After a brief period of economic success, skyrocketing prices and food shortages emphasize growing inequality. Street demonstrations grow more frequent and more violent. Militant workers, politically empowered by industrialization but living in poor social conditions, form committees for accelerated social change.
Pinochet's military regime slashes welfare programs, reducing the role of the central government in social security, health care, and education. Despite economic growth, income distribution is regressive. Unemployment reaches into the double digits. The underemployed informal sector grows larger. A 1979 Labor Plan places limits on collective bargaining, strikes, and union activities.
The standard of living for workers and the poor declines. The number of Chileans living in poverty doubles. Cuts in social spending cause deterioration of basic public services. The 1982-83 recession sends unemployment soaring. Large-scale protests against Pinochet and his regime spread from urban shantytowns to organized labor to the middle class.
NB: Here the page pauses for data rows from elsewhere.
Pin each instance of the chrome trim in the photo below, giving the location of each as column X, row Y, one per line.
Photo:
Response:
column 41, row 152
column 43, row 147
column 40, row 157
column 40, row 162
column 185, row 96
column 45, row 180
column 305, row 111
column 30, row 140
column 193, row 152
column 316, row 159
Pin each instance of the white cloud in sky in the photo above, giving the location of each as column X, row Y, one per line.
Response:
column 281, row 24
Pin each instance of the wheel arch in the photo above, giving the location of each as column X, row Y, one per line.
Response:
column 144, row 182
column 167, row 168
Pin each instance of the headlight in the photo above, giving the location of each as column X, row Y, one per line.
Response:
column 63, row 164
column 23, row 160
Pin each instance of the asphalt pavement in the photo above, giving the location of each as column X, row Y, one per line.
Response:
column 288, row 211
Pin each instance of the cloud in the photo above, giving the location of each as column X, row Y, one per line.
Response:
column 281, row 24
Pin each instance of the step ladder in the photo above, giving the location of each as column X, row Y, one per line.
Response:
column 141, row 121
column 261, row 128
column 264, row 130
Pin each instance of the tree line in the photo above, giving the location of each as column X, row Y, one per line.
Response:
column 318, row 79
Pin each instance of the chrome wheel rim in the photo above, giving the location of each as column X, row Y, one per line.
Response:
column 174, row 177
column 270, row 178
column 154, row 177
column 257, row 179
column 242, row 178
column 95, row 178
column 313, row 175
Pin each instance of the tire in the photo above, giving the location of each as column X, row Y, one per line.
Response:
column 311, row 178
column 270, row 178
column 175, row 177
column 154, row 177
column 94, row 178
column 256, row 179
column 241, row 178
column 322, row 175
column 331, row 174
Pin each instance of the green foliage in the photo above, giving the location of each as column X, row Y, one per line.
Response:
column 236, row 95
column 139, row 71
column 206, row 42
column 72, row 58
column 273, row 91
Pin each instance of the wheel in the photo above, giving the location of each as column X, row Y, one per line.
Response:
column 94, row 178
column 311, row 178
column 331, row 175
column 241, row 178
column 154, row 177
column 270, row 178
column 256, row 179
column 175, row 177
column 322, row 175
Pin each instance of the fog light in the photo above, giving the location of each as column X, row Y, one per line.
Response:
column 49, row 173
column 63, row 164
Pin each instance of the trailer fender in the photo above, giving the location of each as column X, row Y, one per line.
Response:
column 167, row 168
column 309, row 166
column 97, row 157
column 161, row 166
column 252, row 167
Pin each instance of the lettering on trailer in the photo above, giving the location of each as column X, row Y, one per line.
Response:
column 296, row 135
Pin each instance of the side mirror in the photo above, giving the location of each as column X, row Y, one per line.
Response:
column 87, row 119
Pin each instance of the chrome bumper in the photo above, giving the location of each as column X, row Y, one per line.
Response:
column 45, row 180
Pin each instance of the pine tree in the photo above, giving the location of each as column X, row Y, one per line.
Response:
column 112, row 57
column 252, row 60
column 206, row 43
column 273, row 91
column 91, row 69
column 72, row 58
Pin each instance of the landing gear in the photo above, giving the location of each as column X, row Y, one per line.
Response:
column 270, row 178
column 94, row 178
A return to democracy allows workers to exercise their rights. Wages and income levels increase to their 1970s levels, while unemployment falls. President Aylwin's government directs social and labor policies at the poorest sectors. Tax reforms underwrite social policy programs. The rate of poverty falls from 44 to 25 percent.
Budget constraints limit President Frei's ability to maintain redistributive policies. Public resources dry up as a result of public debt contracted to rescue the financial system and the end of the revenue stream from privatization. Social spending decreases; income inequality widens. At the same time, business owners' associations and right-wing parties begin to oppose government social reforms.
Unemployment once again reaches the double digits. President Lagos announces that job creation is his top priority and sets up an employment contingency fund. His plans also include a comprehensive unemployment insurance system.